Proposal ‘Amps Up’ Size and Cost of State Government
By a very close vote—and despite a serious budget crisis and public cries for smaller and better state government—the Finance Committee this week approved a costly proposal that would in fact make state government a lot bigger.
HB-6510 is designed to put state government in the energy business by creating a state Power Authority that would try to assume many roles already filled by electric distribution companies and the state Department of Public Utility Control (DPUC).
The 26-24 committee vote, however, does indicate that many lawmakers on both sides of the aisle are not really comfortable with the idea of expanding state government—nor of making it a “rookie” in the very complex energy business.
With lawmakers and the governor’s administration trying to find ways to close a nearly $9 billion budget gap, adding another layer of state government bureaucracy seems like a wayward idea.

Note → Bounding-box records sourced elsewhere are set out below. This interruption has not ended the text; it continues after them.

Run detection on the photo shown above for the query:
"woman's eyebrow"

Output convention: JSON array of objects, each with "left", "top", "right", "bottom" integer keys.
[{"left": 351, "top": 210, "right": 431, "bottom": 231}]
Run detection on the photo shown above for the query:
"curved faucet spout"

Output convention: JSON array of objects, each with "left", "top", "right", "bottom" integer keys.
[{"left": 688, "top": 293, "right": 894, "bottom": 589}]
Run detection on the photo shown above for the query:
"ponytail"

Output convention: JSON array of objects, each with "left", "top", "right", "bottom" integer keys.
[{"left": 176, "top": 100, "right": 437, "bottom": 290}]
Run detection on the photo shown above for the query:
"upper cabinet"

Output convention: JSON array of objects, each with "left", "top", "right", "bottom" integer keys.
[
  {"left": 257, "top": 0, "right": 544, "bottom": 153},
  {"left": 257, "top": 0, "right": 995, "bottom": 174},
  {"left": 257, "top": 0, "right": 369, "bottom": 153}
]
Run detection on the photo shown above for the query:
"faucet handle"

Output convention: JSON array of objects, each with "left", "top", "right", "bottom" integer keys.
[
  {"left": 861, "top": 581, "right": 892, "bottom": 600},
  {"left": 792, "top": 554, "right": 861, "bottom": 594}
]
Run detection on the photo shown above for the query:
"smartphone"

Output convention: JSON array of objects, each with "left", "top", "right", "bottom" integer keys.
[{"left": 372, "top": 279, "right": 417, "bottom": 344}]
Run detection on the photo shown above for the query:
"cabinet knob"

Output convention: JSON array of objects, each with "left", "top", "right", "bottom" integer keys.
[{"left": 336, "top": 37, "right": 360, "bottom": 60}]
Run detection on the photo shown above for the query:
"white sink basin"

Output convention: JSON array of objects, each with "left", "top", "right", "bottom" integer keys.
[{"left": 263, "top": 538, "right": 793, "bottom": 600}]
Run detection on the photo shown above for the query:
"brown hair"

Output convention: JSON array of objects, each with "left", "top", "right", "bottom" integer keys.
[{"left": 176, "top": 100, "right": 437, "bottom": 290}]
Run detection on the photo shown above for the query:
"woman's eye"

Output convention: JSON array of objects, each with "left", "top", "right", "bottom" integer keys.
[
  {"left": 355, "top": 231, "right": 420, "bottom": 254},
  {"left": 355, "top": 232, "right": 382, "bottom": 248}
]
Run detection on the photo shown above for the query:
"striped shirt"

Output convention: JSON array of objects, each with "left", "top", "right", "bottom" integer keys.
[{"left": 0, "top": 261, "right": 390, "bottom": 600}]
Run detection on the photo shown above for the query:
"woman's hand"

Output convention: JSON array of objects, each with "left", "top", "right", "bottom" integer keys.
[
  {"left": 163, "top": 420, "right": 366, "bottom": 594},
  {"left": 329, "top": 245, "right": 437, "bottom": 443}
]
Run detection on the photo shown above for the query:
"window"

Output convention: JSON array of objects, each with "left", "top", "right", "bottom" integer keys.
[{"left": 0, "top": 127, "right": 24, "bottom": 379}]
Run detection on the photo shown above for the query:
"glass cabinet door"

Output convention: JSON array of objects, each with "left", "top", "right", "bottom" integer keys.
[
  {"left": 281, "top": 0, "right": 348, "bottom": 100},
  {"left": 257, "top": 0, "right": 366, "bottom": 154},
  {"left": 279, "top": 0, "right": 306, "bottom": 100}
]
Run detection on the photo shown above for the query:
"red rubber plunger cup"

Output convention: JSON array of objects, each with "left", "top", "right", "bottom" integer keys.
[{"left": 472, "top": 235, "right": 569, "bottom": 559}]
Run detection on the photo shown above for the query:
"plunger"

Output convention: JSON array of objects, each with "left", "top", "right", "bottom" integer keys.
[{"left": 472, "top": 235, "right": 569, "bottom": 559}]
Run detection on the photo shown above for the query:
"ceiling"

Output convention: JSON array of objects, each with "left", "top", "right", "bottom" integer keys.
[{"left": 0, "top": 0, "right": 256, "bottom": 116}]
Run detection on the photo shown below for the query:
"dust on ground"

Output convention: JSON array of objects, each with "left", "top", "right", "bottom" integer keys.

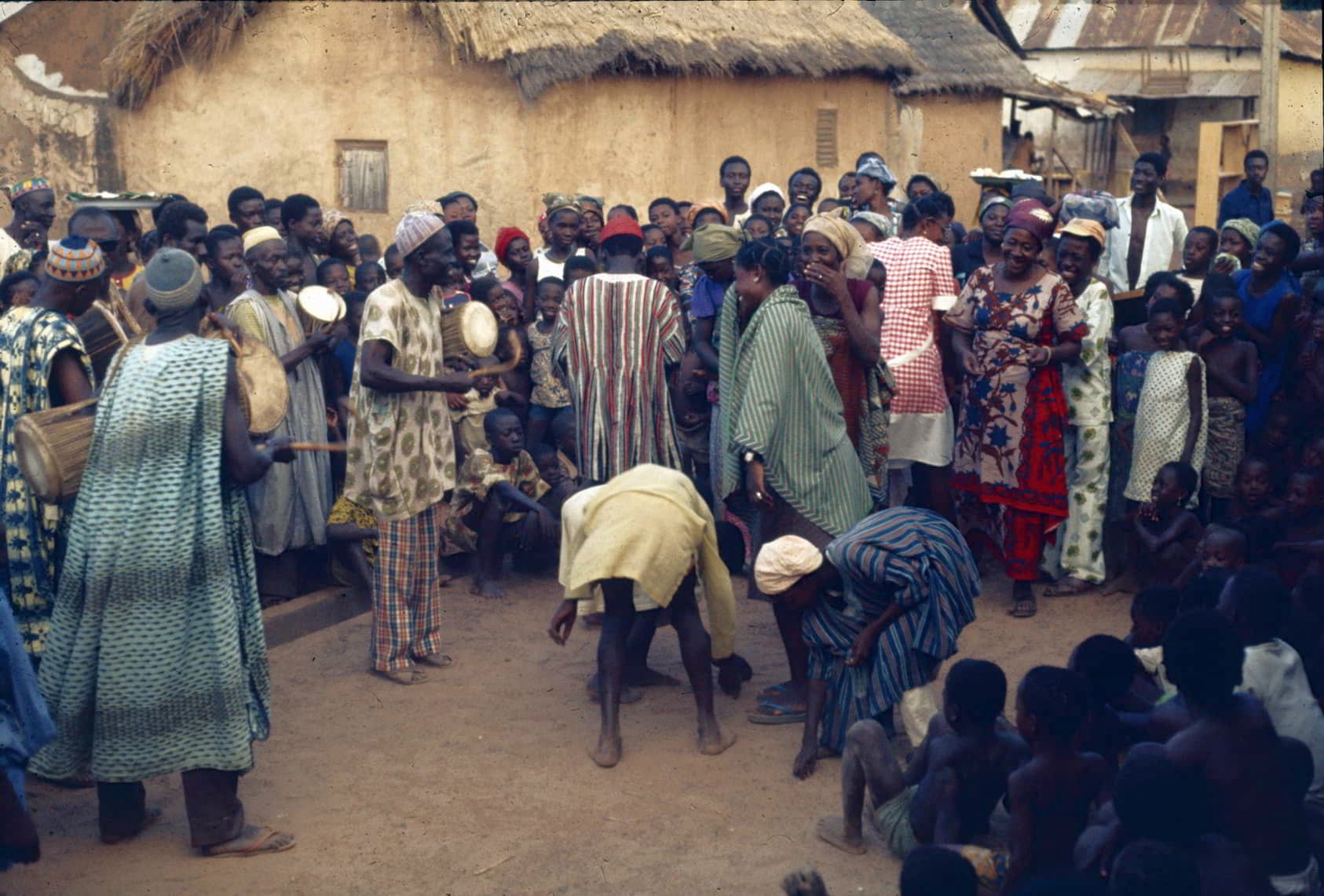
[{"left": 0, "top": 574, "right": 1129, "bottom": 896}]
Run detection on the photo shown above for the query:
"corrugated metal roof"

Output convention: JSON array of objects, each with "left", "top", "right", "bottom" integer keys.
[
  {"left": 1071, "top": 69, "right": 1259, "bottom": 99},
  {"left": 998, "top": 0, "right": 1324, "bottom": 62}
]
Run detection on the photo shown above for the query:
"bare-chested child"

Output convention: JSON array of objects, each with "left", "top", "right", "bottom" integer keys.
[
  {"left": 816, "top": 659, "right": 1029, "bottom": 858},
  {"left": 1274, "top": 467, "right": 1324, "bottom": 587},
  {"left": 444, "top": 408, "right": 560, "bottom": 598},
  {"left": 1164, "top": 610, "right": 1319, "bottom": 894},
  {"left": 1002, "top": 666, "right": 1108, "bottom": 894},
  {"left": 1194, "top": 292, "right": 1259, "bottom": 520},
  {"left": 1229, "top": 454, "right": 1284, "bottom": 523},
  {"left": 1133, "top": 461, "right": 1204, "bottom": 587}
]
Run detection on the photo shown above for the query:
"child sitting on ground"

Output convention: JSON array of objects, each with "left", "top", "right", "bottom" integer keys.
[
  {"left": 1127, "top": 585, "right": 1181, "bottom": 703},
  {"left": 529, "top": 442, "right": 579, "bottom": 517},
  {"left": 1274, "top": 467, "right": 1324, "bottom": 585},
  {"left": 816, "top": 659, "right": 1027, "bottom": 858},
  {"left": 1164, "top": 610, "right": 1319, "bottom": 894},
  {"left": 1125, "top": 299, "right": 1208, "bottom": 513},
  {"left": 527, "top": 276, "right": 571, "bottom": 444},
  {"left": 444, "top": 408, "right": 560, "bottom": 598},
  {"left": 1133, "top": 461, "right": 1204, "bottom": 587},
  {"left": 1195, "top": 292, "right": 1259, "bottom": 520},
  {"left": 1004, "top": 666, "right": 1108, "bottom": 894},
  {"left": 1218, "top": 569, "right": 1324, "bottom": 827},
  {"left": 1075, "top": 744, "right": 1274, "bottom": 896}
]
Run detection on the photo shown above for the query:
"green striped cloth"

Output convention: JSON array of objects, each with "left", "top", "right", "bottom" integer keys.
[{"left": 718, "top": 286, "right": 872, "bottom": 536}]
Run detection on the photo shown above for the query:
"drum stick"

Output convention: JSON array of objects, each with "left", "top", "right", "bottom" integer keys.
[
  {"left": 254, "top": 442, "right": 346, "bottom": 452},
  {"left": 469, "top": 330, "right": 525, "bottom": 380}
]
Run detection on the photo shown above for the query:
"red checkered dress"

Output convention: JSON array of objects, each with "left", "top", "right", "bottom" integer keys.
[{"left": 869, "top": 237, "right": 957, "bottom": 456}]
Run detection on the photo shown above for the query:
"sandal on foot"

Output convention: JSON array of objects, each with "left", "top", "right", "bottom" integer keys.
[
  {"left": 372, "top": 668, "right": 428, "bottom": 684},
  {"left": 749, "top": 700, "right": 805, "bottom": 726},
  {"left": 1006, "top": 597, "right": 1040, "bottom": 620},
  {"left": 203, "top": 827, "right": 294, "bottom": 859},
  {"left": 101, "top": 806, "right": 163, "bottom": 846}
]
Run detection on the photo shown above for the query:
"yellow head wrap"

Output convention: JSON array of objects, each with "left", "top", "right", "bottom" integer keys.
[
  {"left": 681, "top": 224, "right": 744, "bottom": 265},
  {"left": 799, "top": 214, "right": 874, "bottom": 280}
]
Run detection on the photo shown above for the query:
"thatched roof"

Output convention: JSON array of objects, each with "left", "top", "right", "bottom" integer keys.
[
  {"left": 108, "top": 0, "right": 924, "bottom": 108},
  {"left": 861, "top": 0, "right": 1035, "bottom": 95}
]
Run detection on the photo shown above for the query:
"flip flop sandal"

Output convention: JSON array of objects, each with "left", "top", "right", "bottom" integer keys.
[
  {"left": 748, "top": 700, "right": 806, "bottom": 726},
  {"left": 1006, "top": 599, "right": 1040, "bottom": 620},
  {"left": 203, "top": 827, "right": 295, "bottom": 859}
]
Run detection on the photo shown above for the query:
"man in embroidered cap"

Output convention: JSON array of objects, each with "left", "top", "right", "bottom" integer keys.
[
  {"left": 33, "top": 249, "right": 303, "bottom": 856},
  {"left": 344, "top": 212, "right": 473, "bottom": 684},
  {"left": 552, "top": 217, "right": 685, "bottom": 483},
  {"left": 0, "top": 177, "right": 56, "bottom": 272},
  {"left": 0, "top": 237, "right": 106, "bottom": 662},
  {"left": 225, "top": 226, "right": 334, "bottom": 598}
]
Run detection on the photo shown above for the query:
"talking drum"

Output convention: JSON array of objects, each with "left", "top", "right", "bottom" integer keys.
[
  {"left": 441, "top": 302, "right": 499, "bottom": 359},
  {"left": 295, "top": 286, "right": 344, "bottom": 336},
  {"left": 74, "top": 299, "right": 129, "bottom": 380},
  {"left": 13, "top": 398, "right": 97, "bottom": 504}
]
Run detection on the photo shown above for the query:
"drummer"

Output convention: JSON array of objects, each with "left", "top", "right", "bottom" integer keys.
[
  {"left": 0, "top": 237, "right": 106, "bottom": 656},
  {"left": 225, "top": 226, "right": 334, "bottom": 599}
]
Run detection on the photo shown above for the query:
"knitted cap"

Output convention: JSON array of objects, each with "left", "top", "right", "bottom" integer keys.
[
  {"left": 396, "top": 212, "right": 446, "bottom": 258},
  {"left": 9, "top": 177, "right": 50, "bottom": 201},
  {"left": 46, "top": 237, "right": 106, "bottom": 283},
  {"left": 143, "top": 249, "right": 203, "bottom": 311},
  {"left": 243, "top": 224, "right": 282, "bottom": 255}
]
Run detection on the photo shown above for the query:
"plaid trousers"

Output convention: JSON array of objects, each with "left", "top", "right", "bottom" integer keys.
[{"left": 372, "top": 502, "right": 450, "bottom": 672}]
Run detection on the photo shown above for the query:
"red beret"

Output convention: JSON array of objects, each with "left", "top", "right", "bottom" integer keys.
[{"left": 598, "top": 214, "right": 643, "bottom": 242}]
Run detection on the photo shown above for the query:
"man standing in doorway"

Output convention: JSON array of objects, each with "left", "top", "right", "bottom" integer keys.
[
  {"left": 1218, "top": 149, "right": 1274, "bottom": 230},
  {"left": 344, "top": 212, "right": 473, "bottom": 684},
  {"left": 552, "top": 217, "right": 685, "bottom": 483},
  {"left": 1106, "top": 152, "right": 1187, "bottom": 292}
]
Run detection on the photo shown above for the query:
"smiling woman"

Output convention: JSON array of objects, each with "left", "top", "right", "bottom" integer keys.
[{"left": 944, "top": 199, "right": 1086, "bottom": 618}]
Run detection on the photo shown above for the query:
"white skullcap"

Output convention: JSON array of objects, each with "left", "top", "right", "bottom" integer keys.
[{"left": 753, "top": 535, "right": 824, "bottom": 595}]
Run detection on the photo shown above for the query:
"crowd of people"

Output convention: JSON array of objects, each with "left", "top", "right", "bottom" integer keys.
[{"left": 0, "top": 143, "right": 1324, "bottom": 894}]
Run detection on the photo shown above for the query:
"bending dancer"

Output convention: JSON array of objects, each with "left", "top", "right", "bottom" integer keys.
[{"left": 547, "top": 463, "right": 741, "bottom": 769}]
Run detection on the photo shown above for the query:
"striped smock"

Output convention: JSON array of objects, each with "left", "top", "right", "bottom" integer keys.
[{"left": 801, "top": 507, "right": 980, "bottom": 752}]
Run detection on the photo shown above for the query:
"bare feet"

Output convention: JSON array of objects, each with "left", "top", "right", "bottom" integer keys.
[
  {"left": 203, "top": 825, "right": 294, "bottom": 859},
  {"left": 469, "top": 576, "right": 506, "bottom": 601},
  {"left": 814, "top": 815, "right": 867, "bottom": 855},
  {"left": 699, "top": 722, "right": 736, "bottom": 755},
  {"left": 588, "top": 737, "right": 621, "bottom": 769}
]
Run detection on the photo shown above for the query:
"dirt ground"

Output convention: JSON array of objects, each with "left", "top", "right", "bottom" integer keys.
[{"left": 0, "top": 574, "right": 1129, "bottom": 896}]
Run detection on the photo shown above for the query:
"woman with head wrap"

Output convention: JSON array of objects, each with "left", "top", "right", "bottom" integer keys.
[
  {"left": 675, "top": 203, "right": 736, "bottom": 307},
  {"left": 575, "top": 193, "right": 605, "bottom": 253},
  {"left": 523, "top": 193, "right": 593, "bottom": 322},
  {"left": 322, "top": 209, "right": 359, "bottom": 281},
  {"left": 1212, "top": 218, "right": 1259, "bottom": 274},
  {"left": 944, "top": 199, "right": 1086, "bottom": 618},
  {"left": 753, "top": 507, "right": 980, "bottom": 778},
  {"left": 1223, "top": 215, "right": 1301, "bottom": 426},
  {"left": 871, "top": 193, "right": 957, "bottom": 521},
  {"left": 795, "top": 214, "right": 895, "bottom": 487},
  {"left": 737, "top": 184, "right": 786, "bottom": 226},
  {"left": 952, "top": 193, "right": 1011, "bottom": 287},
  {"left": 710, "top": 235, "right": 876, "bottom": 724}
]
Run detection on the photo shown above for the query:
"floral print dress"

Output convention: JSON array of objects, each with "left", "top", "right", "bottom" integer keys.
[{"left": 945, "top": 261, "right": 1087, "bottom": 579}]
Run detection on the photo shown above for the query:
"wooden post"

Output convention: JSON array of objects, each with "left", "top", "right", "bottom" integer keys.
[{"left": 1255, "top": 0, "right": 1283, "bottom": 191}]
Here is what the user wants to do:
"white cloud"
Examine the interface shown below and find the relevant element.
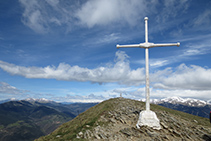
[76,0,147,27]
[0,82,28,95]
[19,0,192,33]
[0,51,211,91]
[153,64,211,91]
[0,51,145,85]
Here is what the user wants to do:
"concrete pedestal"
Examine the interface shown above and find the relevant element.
[136,110,161,130]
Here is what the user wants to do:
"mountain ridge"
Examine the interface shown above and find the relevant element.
[37,98,211,141]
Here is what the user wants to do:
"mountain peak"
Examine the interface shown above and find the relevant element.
[141,96,211,107]
[38,98,211,141]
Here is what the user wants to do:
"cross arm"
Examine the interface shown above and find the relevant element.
[116,42,180,48]
[116,44,140,48]
[150,42,180,47]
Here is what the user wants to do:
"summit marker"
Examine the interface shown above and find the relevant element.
[116,17,180,130]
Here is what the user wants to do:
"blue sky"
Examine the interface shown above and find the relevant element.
[0,0,211,102]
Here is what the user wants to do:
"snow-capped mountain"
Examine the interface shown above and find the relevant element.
[0,98,17,104]
[24,98,53,103]
[141,97,211,118]
[141,96,211,107]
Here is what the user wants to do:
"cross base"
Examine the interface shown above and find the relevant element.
[136,110,161,130]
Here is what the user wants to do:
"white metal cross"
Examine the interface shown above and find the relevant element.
[116,17,180,129]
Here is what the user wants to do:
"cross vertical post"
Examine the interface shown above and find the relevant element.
[144,17,150,111]
[116,17,180,130]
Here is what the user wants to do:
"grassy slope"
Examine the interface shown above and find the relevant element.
[38,98,210,141]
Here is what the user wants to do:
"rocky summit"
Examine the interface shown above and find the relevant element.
[37,98,211,141]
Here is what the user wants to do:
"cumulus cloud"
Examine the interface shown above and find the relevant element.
[0,51,145,85]
[153,64,211,90]
[76,0,147,27]
[0,51,211,90]
[19,0,192,34]
[0,82,28,95]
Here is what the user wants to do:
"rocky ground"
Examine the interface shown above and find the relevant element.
[77,99,211,141]
[39,98,211,141]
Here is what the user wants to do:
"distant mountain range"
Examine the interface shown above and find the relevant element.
[35,98,211,141]
[141,97,211,118]
[0,97,211,141]
[0,98,97,141]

The people of Connecticut—in polls conducted earlier this year by Zogby International and Quinnipiac University—said they want a smaller, more effective state government that focuses on its core responsibilities. HB-6510 seems to defy those wishes.
The Authority would cost millions of dollars to establish and operate. Purchasing power would require billions of dollars in collateral.
Connecticut needs affordable, reliable power—something the Authority would not be able to guarantee. What is guaranteed by the Authority, however, is more state employees and higher state costs. Lawmakers should heed the public’s advice and minimize state government by rejecting HB-6510.